Les jeunes de la rue, les jeunes immigrants, les anarchistes, de même que tous ces groupes sans représentants officiels pour prendre leur défense, sont bien entendu les cibles parfaites des abus policiers. Depuis 1999 seulement, on compte plus de 3000 arrestations à caractère politique à Montréal - ces nombreuses arrestations de masse furent d'ailleurs dénoncées par l'ONU en 2005. Sans l'ombre d'un doute, les policiers s'en prennent plus sévèrement envers ces «déviants» qui osent remettre en doute leur pratique.

Ce profilage est d'ailleurs bien documenté par plusieurs chercheurs en mouvements sociaux comme J.A. Frank et, dernièrement, la Commission des droits de la personne nous rappelait que le profilage social était malheureusement monnaie courante dans les rangs du SPVM.

Au point de rencontre de la manifestation, au métro Pie-IX, la provocation commencée depuis déjà quelques jours pouvait ainsi se poursuivre en toute légitimité: fermeture du métro, fouilles et vérification illégales d'identités, prises de photographie, confiscation de pancartes et de drapeaux et arrestations arbitraires allaient bon train; sans oublier bien sûr une présence policière pour le moins intimidante: hélicoptère, cavalerie, policiers antiémeutes - par centaines! - se sont mis en frais d'intimider ceux et celles qui ont le «profil» du manifestant (le mauvais, bien sûr).

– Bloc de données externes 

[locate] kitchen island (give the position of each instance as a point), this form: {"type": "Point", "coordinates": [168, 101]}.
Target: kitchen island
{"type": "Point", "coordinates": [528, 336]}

La manifestation a pourtant débuté dans le calme. Et c'est bien plutôt la peur que la haine que l'on pouvait lire dans les yeux des marcheurs, présents tout autant en souvenir du jeune Villanueva que pour dénoncer le harcèlement dont ils sont victimes quotidiennement dans leur quartier. Au point final de la manifestation, au métro Préfontaine, les quelques centaines de policiers présents sur les lieux ont bloqué la route aux manifestants qui tentaient de se disperser tel que le discours des organisateurs venait de nous le recommander.

Encore une fois, le métro était fermé et les manifestants qui tentaient de se disperser ont été accueillis par la cavalerie et la matraque. On se demande bien quel était l'objectif des policiers. Ils voulaient en découdre? Justifier leur présence qui a certainement entrainé des coups de plusieurs dizaines de milliers de dollars? Ils désiraient montrer aux manifestants qu'ils ne toléraient aucune critique? Quoi qu'il en soit, le tout s'est terminé par plus d'une centaine d'arrestations de manifestants qui tentaient, à ce moment précis, de rentrer chez eux...

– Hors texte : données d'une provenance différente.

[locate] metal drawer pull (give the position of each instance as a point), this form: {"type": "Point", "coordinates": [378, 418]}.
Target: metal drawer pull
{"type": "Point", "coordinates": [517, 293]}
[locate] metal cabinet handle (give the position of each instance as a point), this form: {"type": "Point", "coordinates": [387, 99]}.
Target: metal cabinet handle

Bien entendu, les images présentées seront celles des manifestants masqués et des quelques pierres lancées aux forces de l'ordre: le barrage presque systématique de la route, la provocation des policiers sans uniformes, les insultes à l'endroit des jeunes punks, de même que le coup de matraque que j'ai moi-même reçu dans le dos parce que - semble-t-il - je ne marchais pas au bon endroit, ne seront pas été présenté sur vos écrans, pas plus que dans les pages des journaux.

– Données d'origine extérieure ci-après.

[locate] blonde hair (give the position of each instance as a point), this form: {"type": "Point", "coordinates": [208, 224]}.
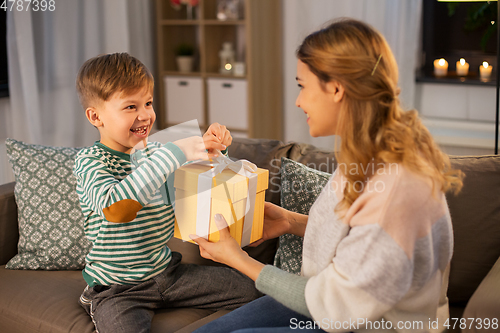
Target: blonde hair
{"type": "Point", "coordinates": [100, 77]}
{"type": "Point", "coordinates": [373, 126]}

Ce dont on parlera, ce sera la remise en cause du droit démocratique de manifester sans permis - depuis quand a-t-on besoin d'un permis afin de prendre la parole? -, du refus des organisateurs de donner le parcours aux autorités, du droit de porter la cagoule, etc.

Le prétexte de la police sera le même qu'à chaque année: quelques graffitis, quelques voitures abimées, quelques jets de pierre... sans oublier évidemment les manifestants cagoulés et les slogans vindicatifs. La violence des forces de l'ordre, celle qui possède boucliers, matraques, gaz lacrymogène, «Taser», armes à feu, chevaux, chiens, prisons et forces de loi s'en sortira sans aucune égratignure, sinon celle des quelques pierres inoffensives lancées par ceux que notre société tente de rendre invisibles par diverses mesures répressives.

Il faut le dire: cette intolérance envers la critique porte en elle-même l'acceptation tristement béate de son revers... la violence policière.